El cielo ya está negro cuando Pedro llega al edificio. Sin embargo, no entra. Por alguna razón, decide quedarse en la acera unos minutos. Se pone a mirar un árbol, luego una estrella que nace a través de las ramas desnudas. Del bolsillo del pantalón saca la cajetilla. La mira un rato y la vuelve a guardar. Luego se lleva la mano a la boca y empieza a toser con espasmos. Recuperada la calma, vuelve a posar los ojos sobre el árbol, sobre la estrella, sobre la negrura insondable, aunque tal vez no ve nada. De pronto tiene un cigarro entre la boca. Y luego otro. Deja las colillas en el piso y al fin decide entrar. 

En los espejos del ascensor, sus generosas entradas de hombre cada vez más calvo lucen aceitosas. Camina hasta su puerta y durante unos segundos, con la vista hacia el suelo, deja la mano quieta sobre la manilla. Por fin, como en cámara lenta, abre la puerta. 
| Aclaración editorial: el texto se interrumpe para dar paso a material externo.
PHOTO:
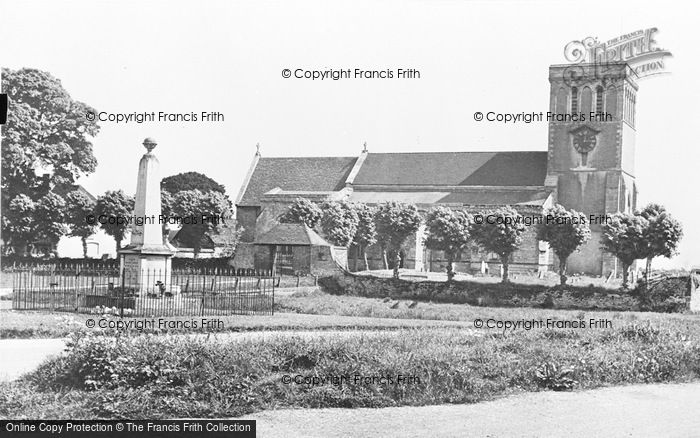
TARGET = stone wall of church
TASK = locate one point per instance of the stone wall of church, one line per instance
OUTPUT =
(528, 258)
(246, 218)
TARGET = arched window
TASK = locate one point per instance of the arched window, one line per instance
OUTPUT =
(611, 102)
(586, 100)
(599, 99)
(561, 102)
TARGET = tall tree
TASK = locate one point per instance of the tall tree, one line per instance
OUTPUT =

El apartamento está a oscuras, pero un ruido agudo emerge de la habitación. Pedro camina hasta allí y enciende la luz. 

–Ana… 

Ella está de espaldas, observando la insondable negrura a través de la ventana. Pese a que el apartamento está caluroso, ella está con una chaqueta y una gorra. De pronto, un gato blanco salta a la cama y se acurruca entre las almohadas. 

–¿Y este gato? –Ella no responde. Pedro se acerca por detrás y suavemente le toma los hombros–. ¿Estás bien? 

Ana no gira la cabeza, permanece de espaldas a su marido. 

–No sé… –susurra–. Te juro que no sé.